Seth Herd comments on (Seemingly) Aligned AI is the most dangerous AI

Seth Herd 23 Apr 2026 15:17 UTC
2 points
1
I got that. I’m pointing out that you’re probably being downvoted because your title is quite inaccurate.
- Shivam 23 Apr 2026 17:30 UTC
  1 point
  0
  Parent
  Thanks for pointing that out and for the engagement despite that. I have changed the title and added a short note on the edit.
  
  What really bothers me is the trajectory we seem to have chosen: Continue to scale the models and monitor them for misalignment. This plan has some obvious flaws:
  
  1. Verifiable way to know if we got an aligned or seemingly aligned AI as a result; since evaluations can’t distinguish between the two.
  
  2. White-box techniques seem to be pretty limited currently and it is uncertain if we will get distinguishable signals if most reliable techniques are developed past a certain(unknown) capability mark.
  
  3. If we continue moving towards more automated pipelines, because we feel it is safe, we won’t be able to limit catastrophes.
  
  I don’t see much push from technical perspective against this trajectory. For people starting out work in AI safety from technical perspective, I don’t see many suggestions that challenge this trajectory and propose alternatives.

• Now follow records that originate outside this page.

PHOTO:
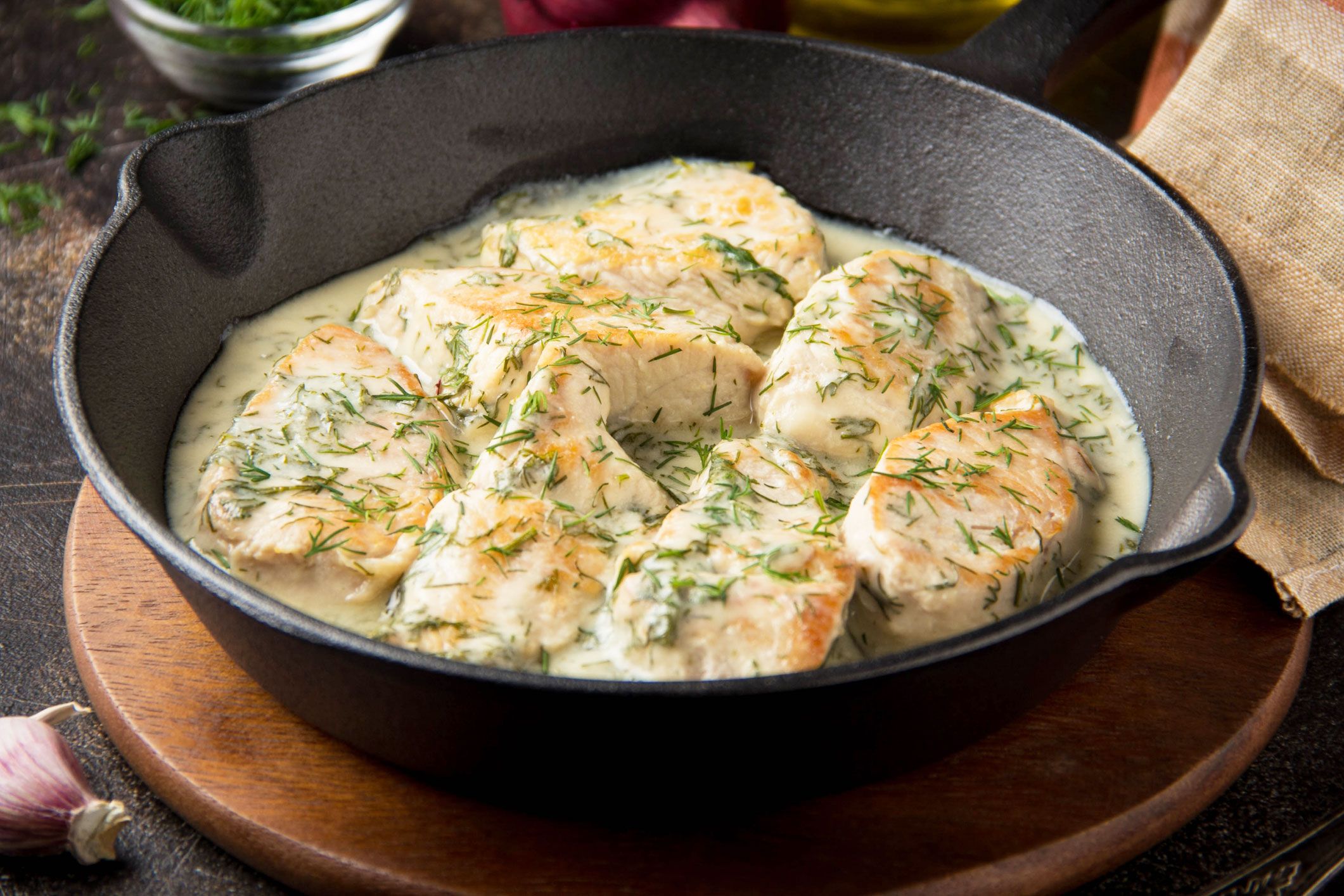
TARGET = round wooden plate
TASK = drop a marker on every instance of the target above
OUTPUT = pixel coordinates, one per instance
(1171, 711)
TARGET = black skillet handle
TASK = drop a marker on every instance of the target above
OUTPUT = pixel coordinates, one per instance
(1020, 50)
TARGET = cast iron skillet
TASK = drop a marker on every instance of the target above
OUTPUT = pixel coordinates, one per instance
(224, 219)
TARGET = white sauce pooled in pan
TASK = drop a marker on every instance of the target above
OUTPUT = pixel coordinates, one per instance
(1039, 347)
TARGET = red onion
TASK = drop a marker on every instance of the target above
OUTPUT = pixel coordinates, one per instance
(46, 803)
(528, 16)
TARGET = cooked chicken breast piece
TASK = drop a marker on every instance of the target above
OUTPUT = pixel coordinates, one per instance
(883, 344)
(476, 335)
(561, 494)
(557, 441)
(323, 481)
(964, 523)
(502, 580)
(729, 245)
(748, 578)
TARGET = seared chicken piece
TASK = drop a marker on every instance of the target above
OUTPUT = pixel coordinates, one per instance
(881, 345)
(726, 243)
(557, 440)
(478, 336)
(323, 481)
(964, 523)
(748, 578)
(556, 489)
(503, 580)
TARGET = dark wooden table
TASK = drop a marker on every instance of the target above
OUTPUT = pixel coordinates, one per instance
(1296, 782)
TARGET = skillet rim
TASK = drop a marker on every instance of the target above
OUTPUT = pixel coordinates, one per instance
(271, 611)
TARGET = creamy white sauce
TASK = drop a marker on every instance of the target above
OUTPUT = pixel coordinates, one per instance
(1072, 379)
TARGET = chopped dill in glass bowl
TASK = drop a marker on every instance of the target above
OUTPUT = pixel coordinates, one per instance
(236, 54)
(250, 14)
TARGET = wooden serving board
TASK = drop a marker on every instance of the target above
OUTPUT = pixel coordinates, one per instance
(1171, 711)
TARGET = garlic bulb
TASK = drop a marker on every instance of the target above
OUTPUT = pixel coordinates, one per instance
(45, 798)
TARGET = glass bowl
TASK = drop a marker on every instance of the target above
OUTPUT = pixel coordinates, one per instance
(242, 68)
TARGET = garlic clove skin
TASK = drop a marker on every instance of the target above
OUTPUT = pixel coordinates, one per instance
(46, 803)
(94, 828)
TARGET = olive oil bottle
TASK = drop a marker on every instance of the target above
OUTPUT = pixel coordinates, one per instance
(905, 26)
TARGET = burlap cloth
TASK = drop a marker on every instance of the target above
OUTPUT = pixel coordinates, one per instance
(1253, 136)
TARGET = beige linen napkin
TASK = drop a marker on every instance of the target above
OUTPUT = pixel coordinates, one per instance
(1253, 136)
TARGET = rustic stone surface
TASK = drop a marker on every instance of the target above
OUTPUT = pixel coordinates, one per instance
(1297, 781)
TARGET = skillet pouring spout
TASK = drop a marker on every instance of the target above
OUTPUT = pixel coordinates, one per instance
(340, 175)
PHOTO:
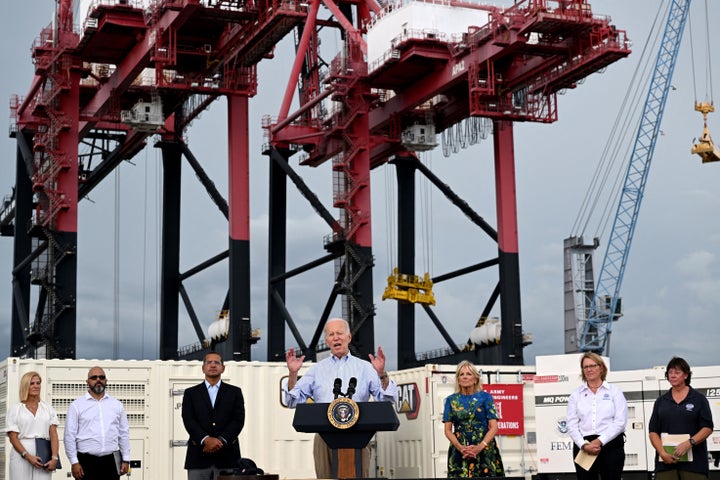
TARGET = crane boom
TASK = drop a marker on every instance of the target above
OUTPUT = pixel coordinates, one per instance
(605, 305)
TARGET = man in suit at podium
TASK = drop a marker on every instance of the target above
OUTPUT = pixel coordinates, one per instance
(319, 384)
(213, 413)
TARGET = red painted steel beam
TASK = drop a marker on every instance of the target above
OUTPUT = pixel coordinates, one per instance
(131, 66)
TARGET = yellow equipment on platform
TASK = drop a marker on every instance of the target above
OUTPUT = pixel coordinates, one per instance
(409, 288)
(705, 147)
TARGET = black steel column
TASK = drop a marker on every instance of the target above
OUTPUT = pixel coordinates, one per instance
(237, 346)
(170, 256)
(361, 301)
(64, 338)
(277, 259)
(21, 250)
(405, 168)
(509, 269)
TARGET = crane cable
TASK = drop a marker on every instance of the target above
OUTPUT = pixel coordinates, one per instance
(616, 152)
(426, 202)
(426, 205)
(390, 220)
(708, 68)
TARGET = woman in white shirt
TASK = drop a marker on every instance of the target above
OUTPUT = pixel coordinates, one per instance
(596, 419)
(30, 419)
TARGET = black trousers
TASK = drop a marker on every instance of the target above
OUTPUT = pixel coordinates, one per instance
(98, 468)
(610, 461)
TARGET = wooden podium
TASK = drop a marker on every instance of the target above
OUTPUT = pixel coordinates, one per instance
(346, 443)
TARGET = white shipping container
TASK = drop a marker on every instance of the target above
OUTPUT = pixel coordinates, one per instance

I see there is scientist AI from Yoshua Bengio but it doesn’t seem to be discussed as much. I see theoretical work with Simplex and SLT, but seems still at beginning stage.
  
  And since most beginner work is about replicating and extending current work, it creates this chain-reaction, and as a result, a majority of the work ends up being the one following the same trajectory.